Ya en la Moneda, y ante nuevos intentos fallidos de comunicación, el Presidente expresa su temor de que esta vez todos los comandantes estén comprometidos en la subversión. Sin embargo, aun dispone de Carabineros, la policía paralimitar que, extendida a lo largo y ancho del país, cuenta con una dotación de 30.000 hombres, número apenas inferior al del ejército (32.000) y muy superior al de la armada (18.000) y de la fuerza aérea (10.000). Ya a las 7.30, hora en que Allende hace su ingreso en el palacio presidencial, éste se encuentra rodeado de una gran cantidad de efectivos y tanques pertenecientes al cuerpo. Y cinco minutos después, es su propio comandante en jefe, general Sepúlveda Galindo, quien se presenta ante el mandatario para informarle de las medidas defensivas que acaba de disponer. Mientras tanto, los cincuenta carabineros que integran la guardia presidencial ocupan normalmente sus puestos en el interior de la Moneda.
Quince minutos más tarde se tiene el primer indicio de que la fuerza aérea (o al menos un sector de ella) participa de la insurrección. Es cuando, desde la secretaria de seguridad del Partido Comunista, se informa a la Presidencia que tropas pertenecientes al arma se aprestan a atacar las fábricas de la capital. Suponiendo que aún cuenta con el apoyo del ejército, y partiendo del respaldo efectivo de Carabineros, Allende piensa que la medida dispuesta por la fuerza aérea conduce directamente a la guerra civil, y así lo expresa a sus colaboradores. Sin embargo, no está todavía claro cuál es la posición del cuerpo en su conjunto, ya que no se ha podido hacer contacto telefónico con su comandante en jefe, ni éste, hasta el momento, ha expresado unívocamente su posición.
Pero a esa hora, sin forzar demasiado las cosas, se puede anticipar cuál será la actitud final de la fuerza aérea, a poco que se vincule la información proporcionada por el Partido Comunista con un episodio ocurrido días antes en torno de los aviones de la Línea Aérea Nacional.
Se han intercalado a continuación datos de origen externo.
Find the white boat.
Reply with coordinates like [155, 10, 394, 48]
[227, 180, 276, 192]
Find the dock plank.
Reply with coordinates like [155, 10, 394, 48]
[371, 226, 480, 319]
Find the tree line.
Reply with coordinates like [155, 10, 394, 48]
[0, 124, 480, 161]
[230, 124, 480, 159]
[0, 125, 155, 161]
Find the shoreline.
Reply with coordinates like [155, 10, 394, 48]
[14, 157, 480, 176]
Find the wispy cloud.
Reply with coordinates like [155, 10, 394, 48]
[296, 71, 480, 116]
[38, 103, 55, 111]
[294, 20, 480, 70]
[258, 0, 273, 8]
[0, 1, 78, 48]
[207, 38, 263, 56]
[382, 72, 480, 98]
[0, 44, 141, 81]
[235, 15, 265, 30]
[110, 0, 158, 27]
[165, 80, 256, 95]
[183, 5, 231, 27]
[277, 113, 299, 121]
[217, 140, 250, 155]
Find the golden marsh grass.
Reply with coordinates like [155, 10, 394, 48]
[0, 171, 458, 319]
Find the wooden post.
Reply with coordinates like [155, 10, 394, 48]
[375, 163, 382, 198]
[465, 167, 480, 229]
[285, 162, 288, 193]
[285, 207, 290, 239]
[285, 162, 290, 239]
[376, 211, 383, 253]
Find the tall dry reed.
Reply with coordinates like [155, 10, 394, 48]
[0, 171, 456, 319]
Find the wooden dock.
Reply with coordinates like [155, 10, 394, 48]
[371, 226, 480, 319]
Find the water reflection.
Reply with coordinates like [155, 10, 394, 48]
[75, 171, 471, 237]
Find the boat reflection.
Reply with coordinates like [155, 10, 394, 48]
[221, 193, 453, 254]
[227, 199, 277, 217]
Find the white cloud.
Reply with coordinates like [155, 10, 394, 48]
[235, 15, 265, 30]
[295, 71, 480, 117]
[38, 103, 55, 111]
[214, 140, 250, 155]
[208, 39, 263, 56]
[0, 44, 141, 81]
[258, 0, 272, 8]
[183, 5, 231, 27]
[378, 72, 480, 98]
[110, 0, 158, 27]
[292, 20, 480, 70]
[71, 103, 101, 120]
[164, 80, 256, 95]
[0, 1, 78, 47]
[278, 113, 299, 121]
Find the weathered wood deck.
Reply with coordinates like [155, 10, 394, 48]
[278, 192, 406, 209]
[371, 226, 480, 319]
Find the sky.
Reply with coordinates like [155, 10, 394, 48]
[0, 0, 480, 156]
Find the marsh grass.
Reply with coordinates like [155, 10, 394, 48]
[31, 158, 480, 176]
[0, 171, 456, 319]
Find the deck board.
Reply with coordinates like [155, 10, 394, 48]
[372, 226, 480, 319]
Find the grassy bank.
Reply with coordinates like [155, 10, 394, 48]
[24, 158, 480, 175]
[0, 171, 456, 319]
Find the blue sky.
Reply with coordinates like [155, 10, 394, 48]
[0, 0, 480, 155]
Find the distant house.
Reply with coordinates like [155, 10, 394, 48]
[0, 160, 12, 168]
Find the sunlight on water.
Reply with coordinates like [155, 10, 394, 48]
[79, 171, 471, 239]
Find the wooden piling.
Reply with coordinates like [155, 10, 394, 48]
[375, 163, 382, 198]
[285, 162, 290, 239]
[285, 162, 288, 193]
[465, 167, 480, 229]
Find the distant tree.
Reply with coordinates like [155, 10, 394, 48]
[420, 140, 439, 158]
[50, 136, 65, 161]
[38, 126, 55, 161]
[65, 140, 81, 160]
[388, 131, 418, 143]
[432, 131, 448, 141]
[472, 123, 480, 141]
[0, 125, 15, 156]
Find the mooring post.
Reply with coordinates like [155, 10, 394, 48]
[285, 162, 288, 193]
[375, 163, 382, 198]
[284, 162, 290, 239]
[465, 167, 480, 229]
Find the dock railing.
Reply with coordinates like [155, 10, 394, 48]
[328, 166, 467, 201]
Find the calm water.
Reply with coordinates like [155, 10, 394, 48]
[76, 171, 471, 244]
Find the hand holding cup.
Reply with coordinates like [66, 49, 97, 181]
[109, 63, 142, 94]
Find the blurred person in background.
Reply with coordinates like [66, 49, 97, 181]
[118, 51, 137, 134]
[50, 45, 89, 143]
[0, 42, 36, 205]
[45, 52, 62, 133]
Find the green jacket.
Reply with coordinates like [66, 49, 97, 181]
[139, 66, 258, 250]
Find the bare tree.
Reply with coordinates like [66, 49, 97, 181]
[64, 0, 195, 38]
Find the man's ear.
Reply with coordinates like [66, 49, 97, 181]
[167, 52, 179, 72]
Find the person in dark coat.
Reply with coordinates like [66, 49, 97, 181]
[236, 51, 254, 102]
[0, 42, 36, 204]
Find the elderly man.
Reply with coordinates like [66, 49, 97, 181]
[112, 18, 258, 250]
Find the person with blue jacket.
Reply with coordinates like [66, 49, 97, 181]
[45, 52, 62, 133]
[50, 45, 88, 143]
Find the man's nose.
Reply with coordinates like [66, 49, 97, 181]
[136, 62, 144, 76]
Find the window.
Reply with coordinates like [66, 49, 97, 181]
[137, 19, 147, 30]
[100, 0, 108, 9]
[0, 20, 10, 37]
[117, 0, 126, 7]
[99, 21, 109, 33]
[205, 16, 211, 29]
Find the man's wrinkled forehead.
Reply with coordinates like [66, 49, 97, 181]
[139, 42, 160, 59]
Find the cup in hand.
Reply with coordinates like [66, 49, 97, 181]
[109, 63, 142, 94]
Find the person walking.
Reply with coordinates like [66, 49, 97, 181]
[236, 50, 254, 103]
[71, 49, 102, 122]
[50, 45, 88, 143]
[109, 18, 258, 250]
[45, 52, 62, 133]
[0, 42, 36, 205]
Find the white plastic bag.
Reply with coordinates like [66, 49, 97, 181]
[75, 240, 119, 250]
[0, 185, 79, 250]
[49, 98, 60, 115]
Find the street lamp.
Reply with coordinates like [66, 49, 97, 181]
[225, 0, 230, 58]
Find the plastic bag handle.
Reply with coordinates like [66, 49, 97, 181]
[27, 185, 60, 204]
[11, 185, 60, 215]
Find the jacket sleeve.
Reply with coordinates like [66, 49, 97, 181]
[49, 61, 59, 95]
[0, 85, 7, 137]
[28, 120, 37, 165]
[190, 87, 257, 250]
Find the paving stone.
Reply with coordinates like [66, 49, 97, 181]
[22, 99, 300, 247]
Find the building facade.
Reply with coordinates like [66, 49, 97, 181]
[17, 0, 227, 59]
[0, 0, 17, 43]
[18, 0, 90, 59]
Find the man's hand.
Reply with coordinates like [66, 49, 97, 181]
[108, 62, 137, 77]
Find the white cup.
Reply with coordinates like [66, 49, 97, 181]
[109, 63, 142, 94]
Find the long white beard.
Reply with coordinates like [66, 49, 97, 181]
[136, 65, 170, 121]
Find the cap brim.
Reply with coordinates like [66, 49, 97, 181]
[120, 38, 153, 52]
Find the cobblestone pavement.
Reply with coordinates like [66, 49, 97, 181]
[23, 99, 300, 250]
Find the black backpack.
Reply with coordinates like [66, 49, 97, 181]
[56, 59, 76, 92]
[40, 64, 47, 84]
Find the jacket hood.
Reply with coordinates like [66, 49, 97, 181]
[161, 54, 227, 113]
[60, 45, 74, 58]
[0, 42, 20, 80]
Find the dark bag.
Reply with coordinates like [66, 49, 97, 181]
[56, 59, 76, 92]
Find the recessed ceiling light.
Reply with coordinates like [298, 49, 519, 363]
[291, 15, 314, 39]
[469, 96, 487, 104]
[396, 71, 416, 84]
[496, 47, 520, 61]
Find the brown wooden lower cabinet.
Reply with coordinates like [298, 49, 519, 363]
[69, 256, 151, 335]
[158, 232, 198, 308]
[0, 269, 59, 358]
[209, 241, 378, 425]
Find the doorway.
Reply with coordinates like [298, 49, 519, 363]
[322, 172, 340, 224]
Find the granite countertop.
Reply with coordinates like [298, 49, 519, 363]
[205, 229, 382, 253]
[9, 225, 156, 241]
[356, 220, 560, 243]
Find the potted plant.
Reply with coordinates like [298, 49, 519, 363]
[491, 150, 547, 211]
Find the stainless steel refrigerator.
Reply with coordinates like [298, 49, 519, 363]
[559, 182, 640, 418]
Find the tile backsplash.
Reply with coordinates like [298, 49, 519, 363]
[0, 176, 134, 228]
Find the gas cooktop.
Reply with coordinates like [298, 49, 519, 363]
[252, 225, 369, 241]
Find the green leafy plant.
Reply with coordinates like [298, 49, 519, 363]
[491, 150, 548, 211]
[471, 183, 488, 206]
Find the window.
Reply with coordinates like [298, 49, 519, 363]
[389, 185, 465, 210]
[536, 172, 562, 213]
Al declararse los pilotos en huelga, el viernes 7, los aparatos son trasladados desde el aeropuerto civil de Pudahuel hasta la base militar de Los Cerrillos. Según explica el comandante en jefe del arma al Presidente (a requerimiento de éste), la medida ha sido dispuesta exclusivamente "para protegerlos". "¿Para protegerlos de quien? ¿Acaso del Gobierno?", pregunta Allende. Y da orden de que sean restituidos a Pudahuel. Ahora está claro, sin embargo, que la orden no ha sido cumplida, y que la fuerza aérea, en su totalidad, se halla comprometida en la insurrección. Como se comprobaría poco después, los aviones de la Línea Aérea Nacional habrían de servir durante el golpe para el transporte de tropas y equipo a todas las zonas estratégicas del país.
Por fin, un comunicado transmitido a las 8,30 por la cadena de emisoras de la oposición (otras tres permanecen aún en manos del gobierno), define la postura de los comandantes en jefe. En el mensaje, que ninguno de ellos ha tenido el valor de plantear personalmente, se exige del Presidente "la inmediata entrega de su cargo a las fuerzas armadas y carabineros de Chile" y el silenciamiento de los medios de comunicación (prensa, radio y televisión) adictos al gobierno de la Unidad Popular. Lo firma una autoproclamada Junta Militar integrada por los comandantes Leigh (fuerza aérea) y Merino (armada), el comandante en jefe del ejército, Augusto Pinochet, y el general César Mendoza, erigido en comandante en jefe de carabineros. La traición de Pinochet invierte el curso posible de los acontecimientos. El día anterior, en una reunión con el ministro de Defensa, aún daba muestras de "lealtad", aunque con una sugestiva modificación en su modo específico de atestiguarla. Por primera vez desde su asunción a la titularidad del arma, se abstiene de denunciar los aprestos subversivos de quienes pretenden encabezar un levantamiento contra el gobierno constitucional, subrayando por el contrario la "calma" que súbitamente ha vuelto imperar en la institución. Era éste -y nadie lo sospechaba- el indicio evidente de que el complot acababa de salir de su fase de indeterminación, para ingresar en una etapa en la que fecha y hora, modalidad e intención le otorgaban una operatividad concreta. En este punto, Pinochet no podía permitirse excesos "legalistas".